Выбрать главу

Черт меня дернул за язык… Но очень уж хотелось видеть ее белоснежной. Однако взгляд ее из пионерского снова сделался комсомольским.

— Она так себя вела, что мне было стыдно даже, чтобы меня видели рядом с ней. Я даже вспоминать не хочу, что она творила. Не буду, не буду, она мне все-таки мать. — Она снова запрокинула каштановую стрижку. — Когда я переехала к дедушке… Он же мне как родной, я же дедушку Гришу никогда не видела… Так она нашу квартиру просто сожгла, со всей мебелью, со всеми документами…

— Не надо, не продолжайте, я жалею, что спросил.

— Нет-нет, мне хочется вам рассказывать, про что я бы ни с кем больше не стала говорить.

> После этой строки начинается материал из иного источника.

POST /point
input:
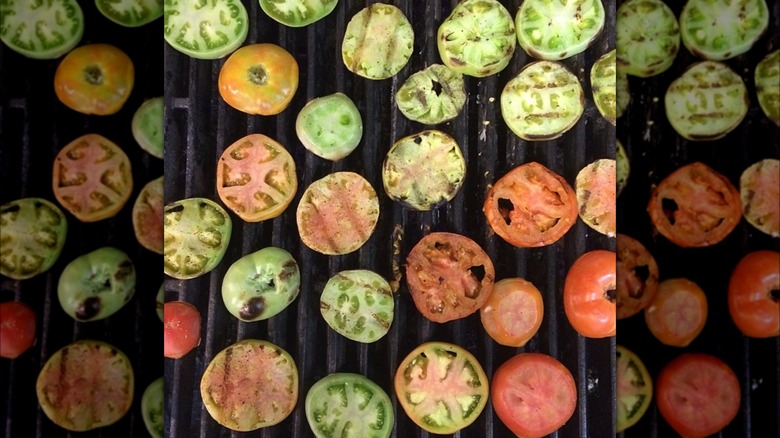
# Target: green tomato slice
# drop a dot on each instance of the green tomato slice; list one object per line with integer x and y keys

Кажется, мы оба покраснели, как пионерский галстук, и одновременно отвели глаза. И все-таки этот разговор нас сблизил: она позволила себя угостить парой-тройкой килограммов тонкокожей израильской картошки и парой-тройкой метров голых деревянных огурцов. Она знала все тесные дешевые подвальчики — “Троечка”, “Диксиленд”… Существовала она на какие-то гранты при “Мемориале” и последней истинно независимой радиостанции “Голос свободы”. Я за ней иногда заходил туда, и ни разу мне не удалось дважды войти в одно и то же помещение: Викин “Голос” располагался то в каком-то хозподвале, где у входа были составлены в пирамиду метлы и грабли, то в двухкомнатной облезлой хрущевке с драным паркетом из старого штакетника, то в затерянном среди одичавшего английского парка осыпающемся особняке “рюсс модерн”, дробно изукрашенном, подобно Спасу на Крови, с гулкими залами, набитыми релейными устройствами, напоминающими вычислительный центр мелового периода, хотя “Голосу свободы” и здесь принадлежала лишь неизменная рация “Северок” да склонившаяся к ней спина молодого человека лет сорока с бьющим из стального салфеточного кольца тугим хвостом неопределенного цвета. Здоровался он исключительно через плечо, демонстрируя лишь половину носа с презрительно раздутой ноздрей творца истории, вынужденного общаться с приспешниками режима.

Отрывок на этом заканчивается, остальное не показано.